Badminton and the Olympic Games - Lord Killanin Speaks05 December, 2017
For many years the I.B.F. has been pushing the claims of Badminton for inclusion in the Olympic Games, and it is now understood that a likely revision of the overall Olympic programme of events is to be made in two year's time for operation in the Games of 1984.
In a recent interview on television (BBC2) Lord Killanin, the President of the International Olympic Committee, answered various questions pertaining to the Games in general, and we give the following quotations from "The Listener" (London) of February 5th.

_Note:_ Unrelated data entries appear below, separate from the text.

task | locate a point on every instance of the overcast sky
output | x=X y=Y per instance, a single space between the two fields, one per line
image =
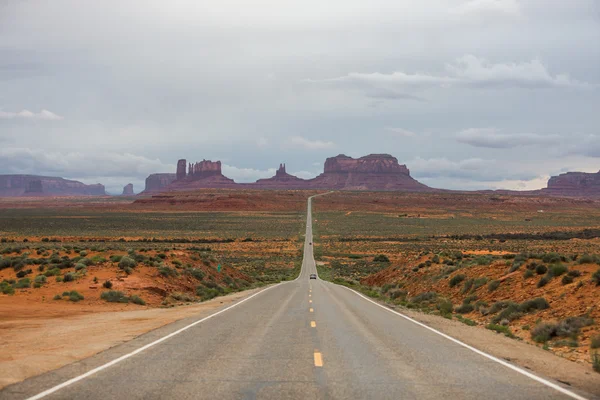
x=469 y=94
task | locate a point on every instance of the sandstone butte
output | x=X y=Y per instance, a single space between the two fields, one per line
x=128 y=190
x=33 y=185
x=372 y=172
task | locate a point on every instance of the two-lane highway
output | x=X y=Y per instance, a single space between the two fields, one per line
x=304 y=339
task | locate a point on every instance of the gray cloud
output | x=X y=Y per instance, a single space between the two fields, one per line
x=492 y=138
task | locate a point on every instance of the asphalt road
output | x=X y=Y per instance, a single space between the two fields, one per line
x=305 y=339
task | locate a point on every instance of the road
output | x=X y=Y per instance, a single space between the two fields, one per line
x=304 y=339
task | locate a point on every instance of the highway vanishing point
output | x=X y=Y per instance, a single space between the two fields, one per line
x=303 y=339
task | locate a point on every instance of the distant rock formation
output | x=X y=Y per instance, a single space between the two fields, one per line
x=34 y=185
x=574 y=184
x=282 y=180
x=157 y=182
x=128 y=190
x=372 y=172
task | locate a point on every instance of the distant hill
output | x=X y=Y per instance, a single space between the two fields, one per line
x=34 y=185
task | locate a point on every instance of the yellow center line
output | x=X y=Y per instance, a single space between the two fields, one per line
x=318 y=359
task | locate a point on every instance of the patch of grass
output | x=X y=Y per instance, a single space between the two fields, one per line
x=501 y=329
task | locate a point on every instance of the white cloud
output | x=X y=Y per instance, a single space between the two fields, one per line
x=492 y=138
x=26 y=114
x=299 y=141
x=467 y=71
x=400 y=132
x=486 y=9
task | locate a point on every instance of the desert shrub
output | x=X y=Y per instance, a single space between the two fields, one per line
x=114 y=296
x=544 y=281
x=167 y=271
x=75 y=296
x=479 y=282
x=7 y=288
x=569 y=327
x=23 y=273
x=135 y=299
x=541 y=269
x=381 y=258
x=596 y=361
x=456 y=279
x=444 y=306
x=596 y=278
x=465 y=308
x=493 y=285
x=424 y=297
x=500 y=329
x=196 y=273
x=397 y=293
x=127 y=262
x=467 y=286
x=557 y=269
x=23 y=283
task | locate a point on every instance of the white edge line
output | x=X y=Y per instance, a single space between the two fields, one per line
x=126 y=356
x=486 y=355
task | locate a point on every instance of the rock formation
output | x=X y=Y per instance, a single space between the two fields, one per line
x=128 y=190
x=26 y=185
x=574 y=184
x=372 y=172
x=157 y=182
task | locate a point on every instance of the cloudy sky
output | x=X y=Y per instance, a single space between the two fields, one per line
x=468 y=93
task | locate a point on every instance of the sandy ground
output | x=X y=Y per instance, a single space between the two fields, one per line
x=30 y=345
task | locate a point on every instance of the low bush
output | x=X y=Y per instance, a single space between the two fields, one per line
x=381 y=258
x=456 y=279
x=114 y=296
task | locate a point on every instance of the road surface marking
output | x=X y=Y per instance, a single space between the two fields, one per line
x=486 y=355
x=126 y=356
x=318 y=359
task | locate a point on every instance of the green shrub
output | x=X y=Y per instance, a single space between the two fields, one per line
x=135 y=299
x=465 y=308
x=127 y=262
x=456 y=279
x=541 y=269
x=567 y=279
x=501 y=329
x=557 y=270
x=23 y=283
x=493 y=285
x=114 y=296
x=75 y=296
x=381 y=258
x=544 y=281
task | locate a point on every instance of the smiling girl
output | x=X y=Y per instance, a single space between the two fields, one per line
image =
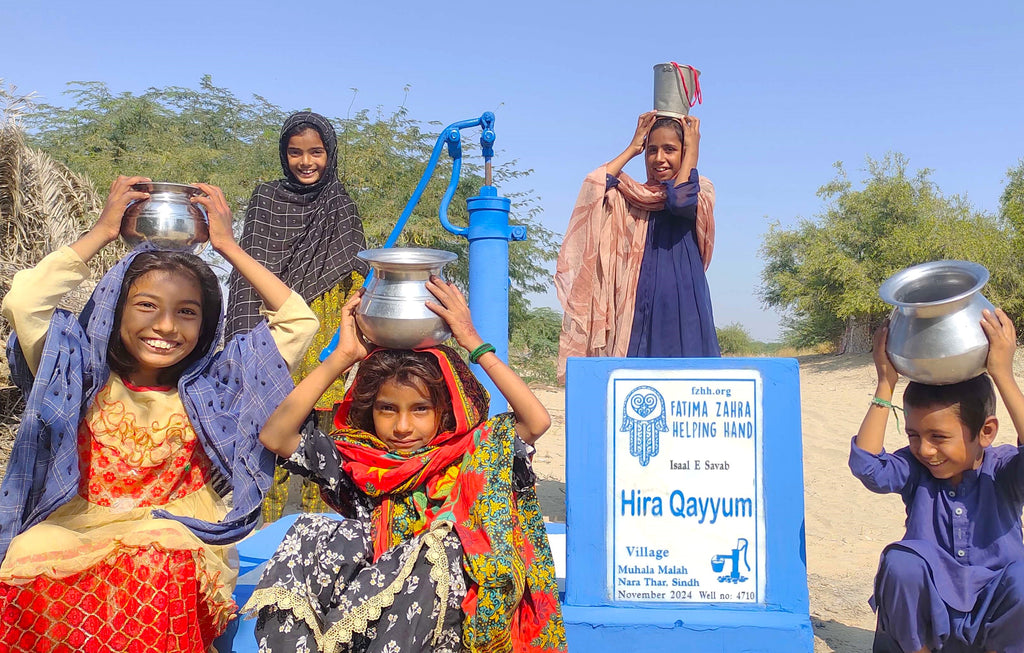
x=441 y=548
x=114 y=531
x=631 y=271
x=305 y=229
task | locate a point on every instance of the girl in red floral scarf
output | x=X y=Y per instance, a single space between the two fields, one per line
x=441 y=547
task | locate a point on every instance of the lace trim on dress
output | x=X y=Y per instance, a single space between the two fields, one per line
x=357 y=619
x=280 y=599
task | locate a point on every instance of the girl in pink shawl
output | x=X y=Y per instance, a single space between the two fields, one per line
x=631 y=271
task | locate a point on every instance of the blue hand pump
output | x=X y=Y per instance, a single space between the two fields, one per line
x=488 y=233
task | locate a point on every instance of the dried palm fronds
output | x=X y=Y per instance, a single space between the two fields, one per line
x=43 y=206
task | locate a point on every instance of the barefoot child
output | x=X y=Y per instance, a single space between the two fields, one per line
x=443 y=548
x=113 y=532
x=956 y=578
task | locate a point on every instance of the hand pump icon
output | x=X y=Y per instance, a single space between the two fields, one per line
x=718 y=563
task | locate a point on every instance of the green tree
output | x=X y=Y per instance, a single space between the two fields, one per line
x=734 y=340
x=208 y=133
x=824 y=273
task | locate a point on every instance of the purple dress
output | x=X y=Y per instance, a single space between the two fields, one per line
x=955 y=581
x=673 y=315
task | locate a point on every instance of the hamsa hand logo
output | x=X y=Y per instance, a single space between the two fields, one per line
x=643 y=418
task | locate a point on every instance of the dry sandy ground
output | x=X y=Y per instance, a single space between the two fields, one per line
x=847 y=526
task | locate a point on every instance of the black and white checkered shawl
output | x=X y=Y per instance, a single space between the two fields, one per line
x=306 y=234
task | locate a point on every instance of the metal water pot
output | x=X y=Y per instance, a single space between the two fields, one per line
x=935 y=334
x=393 y=313
x=677 y=88
x=167 y=219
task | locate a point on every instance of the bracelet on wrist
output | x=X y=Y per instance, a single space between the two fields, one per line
x=879 y=401
x=474 y=356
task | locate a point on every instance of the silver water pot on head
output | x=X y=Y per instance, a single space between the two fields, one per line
x=167 y=218
x=935 y=334
x=393 y=312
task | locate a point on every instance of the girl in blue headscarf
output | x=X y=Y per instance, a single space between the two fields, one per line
x=114 y=531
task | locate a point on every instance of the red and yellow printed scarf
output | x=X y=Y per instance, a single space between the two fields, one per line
x=465 y=476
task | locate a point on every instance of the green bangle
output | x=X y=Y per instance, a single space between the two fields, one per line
x=474 y=355
x=879 y=401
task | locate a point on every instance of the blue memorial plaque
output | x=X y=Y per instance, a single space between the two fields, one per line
x=684 y=496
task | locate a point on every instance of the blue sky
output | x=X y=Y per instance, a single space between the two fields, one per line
x=790 y=88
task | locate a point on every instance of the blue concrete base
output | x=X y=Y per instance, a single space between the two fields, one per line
x=593 y=629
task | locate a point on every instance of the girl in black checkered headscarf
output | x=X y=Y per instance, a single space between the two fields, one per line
x=305 y=229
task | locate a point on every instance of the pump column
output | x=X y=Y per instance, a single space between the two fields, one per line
x=488 y=234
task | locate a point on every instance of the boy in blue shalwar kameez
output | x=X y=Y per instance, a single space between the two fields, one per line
x=955 y=581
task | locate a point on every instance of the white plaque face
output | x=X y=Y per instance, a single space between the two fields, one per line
x=685 y=471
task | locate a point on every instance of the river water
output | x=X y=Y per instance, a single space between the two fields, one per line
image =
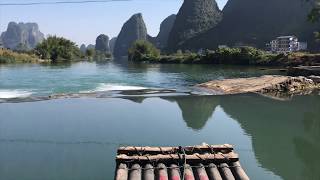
x=77 y=138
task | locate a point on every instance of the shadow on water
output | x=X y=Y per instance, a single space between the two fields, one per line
x=196 y=111
x=285 y=134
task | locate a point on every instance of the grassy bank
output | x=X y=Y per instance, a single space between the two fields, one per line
x=8 y=56
x=230 y=56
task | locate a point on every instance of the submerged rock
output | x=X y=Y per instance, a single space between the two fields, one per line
x=112 y=43
x=22 y=36
x=134 y=29
x=263 y=85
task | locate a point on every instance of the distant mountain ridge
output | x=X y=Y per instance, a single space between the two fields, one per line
x=256 y=22
x=21 y=35
x=134 y=29
x=102 y=43
x=193 y=18
x=161 y=40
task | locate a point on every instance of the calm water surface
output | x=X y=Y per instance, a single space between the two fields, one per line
x=76 y=139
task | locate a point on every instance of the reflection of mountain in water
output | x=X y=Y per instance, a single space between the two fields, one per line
x=285 y=134
x=196 y=110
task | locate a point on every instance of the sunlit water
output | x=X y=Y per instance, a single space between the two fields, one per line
x=77 y=138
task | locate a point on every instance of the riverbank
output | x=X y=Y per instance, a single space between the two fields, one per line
x=8 y=56
x=233 y=56
x=270 y=85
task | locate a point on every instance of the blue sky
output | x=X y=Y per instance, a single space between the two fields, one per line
x=82 y=23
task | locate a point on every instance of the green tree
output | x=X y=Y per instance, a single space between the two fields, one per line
x=314 y=15
x=143 y=51
x=57 y=49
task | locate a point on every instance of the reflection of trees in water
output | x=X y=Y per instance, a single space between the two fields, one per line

Asked whether the Olympic Games had not become too big, Lord Killanin replied as follows:-
"Yes, they have got far too big, and I think, in the years ahead, we have got to see about that. Under my predecessor, they started trying to cut the numbers of people in each sport and certain events. I don't think that is really the right way about it. I think one has to either cut out certain sports completely, as not suitable, or add sports and change the set-up of the area in which the Games are held. I think it can be done without losing the atmosphere."
Asked which sports he thought ought to disappear, Lord Killanin answered:
"I prefer not to discuss particular ones, but remember, there are millions of sports like Badminton knocking at the door, which are played right across the world, in the facilities which already exist. I believe that we must concentrate as much as we can on sports which do not cost a lot of money…”
"I personally think that the more individual sports in the future, the better. The sports, basically, should be judged on a clock, on scores, and not on human emotions, a judge's eye, which has always been some trouble."
Badminton players, the world over, will read with pleasure that Lord Killanin appeared to imply very strongly that our sport now possesses irrefutable claims for Olympic inclusion, and that it alone amongst others seeking such recognition was singled out for mention by him.
We can be pleased to read, too, of Lord Killanin's views that individual sports should gain prior recognition. This is a point that "World Badminton" made in its editorial last October. Another great advantage in Badminton's claims is one to which the President has also referred, that it would not cost a lot of money.
The quotations above give optimistic ground for hopes that shuttles will be seen flying wherever the 1984 Games are held. That venue has not yet been decided. Let us hope that the chosen city will be one where Badminton is already enthusiastically played, and then the Badminton tournament will not only not cost very much, but will also add considerably to the general income on the Games.